Patients often do not retain verbal instructions and lose or do not understand written instructions. Busy nurses and physicians have only small windows of time to brief patients, with additional questions and demands cutting into time spent with other patients. In 2010, hospitals and providers will focus on ensuring that patients have the best information available, reducing patient angst and facility re-admission expenses.

The potential is great for increased access to hospital-approved educational videos this year. Patients will be able to access a hospital's network of educational videos before being admitted, during treatment at the facility and after discharge. Patients would no longer need to rely on materials from searching the Web — they could instead access the hospital's clinician-approved videos. Nurses also will use interactive education systems to facilitate discharge, assigning a patient to a discharge video while working with another patient simultaneously.

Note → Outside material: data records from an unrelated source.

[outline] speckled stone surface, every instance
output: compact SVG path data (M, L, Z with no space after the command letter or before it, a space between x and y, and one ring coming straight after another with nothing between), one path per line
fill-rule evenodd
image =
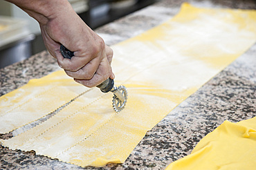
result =
M96 32L107 44L115 44L170 19L183 1L201 7L256 9L253 0L163 0ZM57 69L55 60L47 52L0 69L0 95ZM1 147L0 169L164 169L190 154L200 140L225 120L237 122L255 115L256 44L148 131L122 164L82 168L33 151Z

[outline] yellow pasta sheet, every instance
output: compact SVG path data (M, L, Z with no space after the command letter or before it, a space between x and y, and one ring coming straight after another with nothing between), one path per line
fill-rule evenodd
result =
M255 169L256 117L238 123L225 121L203 138L192 153L166 170Z
M2 133L70 102L2 144L82 167L124 162L147 131L255 42L255 11L185 3L170 21L112 46L116 84L129 93L123 111L113 111L111 93L59 70L0 98Z

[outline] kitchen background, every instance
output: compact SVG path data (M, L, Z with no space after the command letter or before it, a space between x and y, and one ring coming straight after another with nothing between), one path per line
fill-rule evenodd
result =
M95 29L160 0L69 0ZM38 23L16 6L0 1L0 68L45 50Z

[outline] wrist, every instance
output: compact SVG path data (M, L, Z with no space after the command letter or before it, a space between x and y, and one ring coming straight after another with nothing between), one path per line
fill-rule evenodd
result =
M39 24L62 15L63 11L73 10L67 0L6 0L19 6Z

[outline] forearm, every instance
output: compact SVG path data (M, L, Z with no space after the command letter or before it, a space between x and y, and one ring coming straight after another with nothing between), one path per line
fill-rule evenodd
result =
M63 11L69 12L70 10L73 10L67 0L6 1L15 4L43 25L46 24L48 20L57 17L57 15L64 15L62 13Z

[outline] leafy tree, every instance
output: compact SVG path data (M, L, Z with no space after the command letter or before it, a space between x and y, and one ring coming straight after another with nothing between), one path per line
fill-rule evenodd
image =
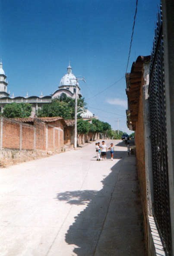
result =
M129 135L130 138L132 138L133 137L135 137L135 132L132 132L130 135Z
M111 130L111 125L107 122L102 122L103 129L104 131L106 131L109 130Z
M89 131L91 132L95 132L96 131L97 127L95 125L93 124L89 123Z
M95 125L96 127L96 132L103 132L103 126L102 122L98 119L93 119L92 124Z
M82 118L77 120L77 133L79 134L87 133L89 131L90 124Z
M37 113L39 117L61 116L65 119L71 119L73 115L73 109L68 103L56 99L53 100L51 103L43 105Z
M77 115L80 118L80 114L85 108L86 103L84 98L77 100ZM51 103L44 105L41 109L39 109L37 115L39 117L44 116L61 116L65 119L74 119L75 115L75 100L67 97L65 93L54 99Z
M31 115L32 111L31 104L13 102L5 106L3 115L9 118L27 118Z

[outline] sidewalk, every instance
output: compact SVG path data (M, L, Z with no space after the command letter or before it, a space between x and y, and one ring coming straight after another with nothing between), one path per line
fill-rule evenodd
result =
M0 256L144 256L134 155L95 142L0 168Z
M103 188L91 195L66 234L66 243L78 246L73 256L145 255L135 157L127 156L124 142L117 146L114 156L119 160L102 181Z

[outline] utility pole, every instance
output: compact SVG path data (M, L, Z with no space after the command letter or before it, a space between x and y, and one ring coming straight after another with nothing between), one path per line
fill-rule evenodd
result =
M117 119L117 121L118 122L118 135L119 135L119 122L120 120L119 120L118 118Z
M74 149L77 148L77 89L78 87L78 83L79 80L83 81L84 82L86 82L85 78L74 78L70 79L70 80L75 80L76 81L76 94L75 94L75 116L74 116Z

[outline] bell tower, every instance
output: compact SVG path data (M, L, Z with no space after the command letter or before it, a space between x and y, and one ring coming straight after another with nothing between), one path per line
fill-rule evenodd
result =
M6 81L6 76L3 69L3 63L0 62L0 98L9 97L7 93L7 82Z

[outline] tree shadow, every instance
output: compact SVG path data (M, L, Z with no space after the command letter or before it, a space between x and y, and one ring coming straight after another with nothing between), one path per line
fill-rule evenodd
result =
M57 194L57 198L59 201L67 201L70 204L85 205L94 198L98 192L95 190L67 191Z
M124 168L127 152L117 152L122 158L101 181L100 190L68 191L57 195L58 200L67 203L86 206L65 235L66 243L74 247L75 254L72 255L145 255L135 161L128 158L131 165Z

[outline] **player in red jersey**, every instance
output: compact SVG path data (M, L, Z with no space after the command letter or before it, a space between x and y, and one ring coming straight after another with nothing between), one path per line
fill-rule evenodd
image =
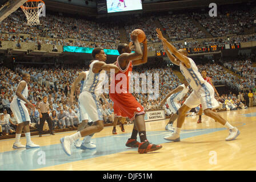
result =
M206 71L203 70L202 71L202 72L201 72L201 75L202 75L202 76L203 78L205 79L205 80L206 80L206 81L207 82L209 82L210 84L211 85L211 86L213 86L213 89L214 89L215 93L216 93L216 94L217 94L218 97L219 97L219 94L218 93L217 90L216 90L216 88L215 88L214 85L213 85L213 82L211 81L211 78L207 77L207 76L206 76L207 75ZM213 111L216 111L216 110L214 109L214 110L213 110ZM198 121L197 121L198 123L202 123L202 113L203 113L203 109L202 108L202 105L200 105L200 109L199 110L199 113L198 113L199 119L198 119ZM217 121L215 121L215 122L217 122Z
M115 127L117 126L117 122L118 121L120 122L120 127L122 132L125 132L125 127L123 126L123 123L126 120L126 118L127 117L126 115L122 113L122 111L118 107L117 105L114 104L114 114L115 114L113 122L113 130L112 130L112 134L114 135L117 134L117 130Z
M131 53L131 45L129 46L127 44L121 44L118 46L118 50L120 56L117 57L115 64L119 68L120 71L115 74L115 79L111 81L109 96L115 107L119 108L130 121L134 120L131 136L128 139L126 146L129 147L138 147L138 152L143 154L159 150L162 148L162 146L151 144L147 140L144 109L129 92L133 67L147 61L146 39L145 38L143 42L143 52L138 40L138 34L135 31L131 32L131 40L133 42L135 52ZM113 90L113 89L114 90ZM141 143L137 140L138 133Z

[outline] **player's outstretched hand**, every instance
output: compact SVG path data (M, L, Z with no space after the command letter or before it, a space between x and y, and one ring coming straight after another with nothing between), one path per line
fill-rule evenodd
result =
M162 101L161 101L160 104L159 105L159 107L160 108L162 108L163 105L165 104L165 102L166 102L165 100L162 100Z
M29 109L33 109L35 107L35 106L34 105L33 105L32 104L31 104L29 102L26 102L25 105Z
M69 100L69 104L70 106L72 106L74 105L74 98L73 97L70 97Z
M157 31L157 37L162 41L163 41L165 39L162 34L162 32L160 30L160 28L157 28L157 29L155 29L155 31Z
M166 44L162 41L162 43L163 44L163 49L166 51L167 49Z
M135 31L133 31L131 32L131 40L133 40L133 42L138 40L138 33Z

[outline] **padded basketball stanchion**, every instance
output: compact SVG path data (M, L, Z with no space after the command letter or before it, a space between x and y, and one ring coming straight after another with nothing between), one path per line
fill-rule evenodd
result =
M45 2L42 0L29 0L21 8L27 17L28 26L40 24L39 17L41 13L45 10Z

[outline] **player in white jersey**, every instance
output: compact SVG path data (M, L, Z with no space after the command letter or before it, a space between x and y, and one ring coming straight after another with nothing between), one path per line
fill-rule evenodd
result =
M27 84L30 81L30 75L28 73L23 74L22 80L18 85L15 94L10 104L11 111L18 123L15 142L13 146L13 148L39 147L39 146L32 142L30 137L30 130L29 129L30 117L27 107L32 109L35 106L27 100L29 92ZM21 138L21 133L23 127L27 140L26 146L22 145L19 142L19 139Z
M187 51L183 49L177 51L174 46L163 38L160 29L157 28L156 31L157 36L176 57L171 55L170 61L179 66L181 72L193 89L193 92L186 100L184 104L179 109L177 126L175 132L169 136L165 137L165 139L170 141L180 141L179 133L185 119L186 113L191 108L195 107L201 104L206 115L214 119L229 129L229 135L226 138L226 140L235 139L240 134L239 131L229 123L217 113L211 110L219 105L214 98L213 88L203 78L192 59L187 57Z
M68 155L70 155L71 144L73 142L81 137L87 136L103 130L104 123L102 113L98 96L103 93L102 86L106 77L106 71L110 71L114 69L115 72L119 71L119 69L113 64L106 64L107 56L101 48L93 49L92 56L94 60L90 65L90 70L86 80L79 100L85 102L83 106L85 112L88 114L89 118L94 122L90 126L75 134L61 138L62 148Z
M159 107L162 107L167 102L173 115L170 118L169 122L166 125L166 130L173 131L173 125L178 117L178 110L181 107L179 101L182 100L189 90L189 83L184 78L184 84L178 86L174 90L170 92L160 102Z
M74 92L77 88L78 83L81 83L81 88L80 88L80 93L82 93L82 91L83 89L83 87L86 85L86 78L88 77L88 74L89 73L89 71L81 72L78 77L75 78L73 84L72 84L71 89L70 89L70 94L69 98L69 105L70 106L73 105L74 102ZM109 102L106 100L106 98L104 97L103 94L101 95L101 98L107 104L109 105ZM78 131L80 131L83 130L85 127L87 127L88 126L91 126L93 124L93 121L91 119L90 119L88 117L88 114L85 111L85 109L84 107L84 105L87 104L87 103L85 101L82 101L82 97L79 97L78 98L78 107L79 107L79 125L77 129ZM82 150L85 149L94 149L96 148L96 146L93 144L92 142L91 142L91 137L93 136L94 134L86 136L84 138L83 142L81 142L80 139L77 139L75 141L75 147L77 148L79 148Z

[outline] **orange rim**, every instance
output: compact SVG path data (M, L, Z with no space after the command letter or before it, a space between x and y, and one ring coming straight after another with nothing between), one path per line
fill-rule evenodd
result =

Facilities will also use videos to educate staff on important hospital procedures. Many interactive education systems allow users to designate channels for specific departments of a hospital, allowing each to run relevant patient information, such as welcome messages, gift shop and visiting hours. Some systems allow patients to order food and access the Internet through the systems. This can provide savings to a facility — allowing it to offer conditions-based menu items.

Hospitals will continue to recognize the importance of using technologies on the front lines of patient care and across the care continuum. Automating education benefits patients and practitioners alike — for patients, taking the guesswork out of searching for reliable information; and for providers, alleviating the stress sometimes associated with providing information or constantly answering calls for questions, resulting in more clinical time for actual patient care.